Fast-track implementation is the task’s second recommendation that the FDA eventually require device manufacturers to provide a “software checklist,” Schwartz said. Coleman likens the concept to a list of all the software programs a device contains. If a large-scale cyberattack was directed at one or more programs, then at least hospitals would be aware that their equipment could be compromised and could do something to reduce the damage.
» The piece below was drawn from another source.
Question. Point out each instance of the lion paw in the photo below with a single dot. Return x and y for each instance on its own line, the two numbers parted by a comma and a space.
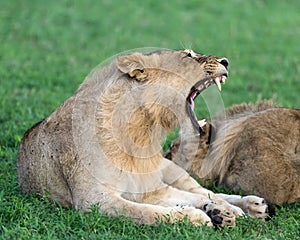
255, 207
221, 215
In its April 2018 Medical Device Safety Action Plan, the FDA said it is considering seeking other authorities to require the list as part of the materials that device manufacturers submit to the FDA for review prior to marketing.


Coleman said he is encouraged by the progress, especially since the cybersecurity risks of institutional medical devices have not received much mainstream attention in recent years. Prior to the WannaCry attack, most of the conversation about medical cybersecurity had to do with personal, home devices, such as internet-connected pacemakers or insulin pumps, whose risks had been well described in mainstream media. For example, at a 2011 Miami cybersecurity conference, the late hacker Barnaby Jack demonstrated how a wireless insulin pump could be manipulated to deliver a lethal dose. In 2012, the TV show Homeland depicted an attack on a wireless pacemaker. Former Vice President Dick Cheney watched the episode and turned off the wireless Internet connection to his pacemaker.


Meanwhile, the U.S. Food and Drug Administration announced last year that nearly half a million internet-connected pacemakers were being recalled because they were vulnerable to potential cyber attacks. But device maker Abbott (formerly St. Jude Medical) was quick to offer a firmware update patch that could close a vulnerability that could be exploited by hackers. All patients need to download this patch.


Coleman doesn’t ignore these cybersecurity risks associated with personal products. But he is particularly concerned about the equipment owned by agencies, which is widely used and often too old to repair. In addition, it typically takes six to seven years for a device to go from design to market. Even if the hospital replaced all its old equipment with the latest, it would certainly not be able to cope with the current cyber security problems.


“Right now, Devices based on Windows XP can still get FDA approval.” “It’s super, super old, and Microsoft doesn’t maintain it anymore,” Coleman said. And yet, you can take a brand new device and market it for 15 years.”


Mayo clinic’s McDonald agrees, adding that most of the devices currently in use do not meet desirable safety standards and that an industry-wide push is needed. “We are still buying medical equipment that is not safe,” he said.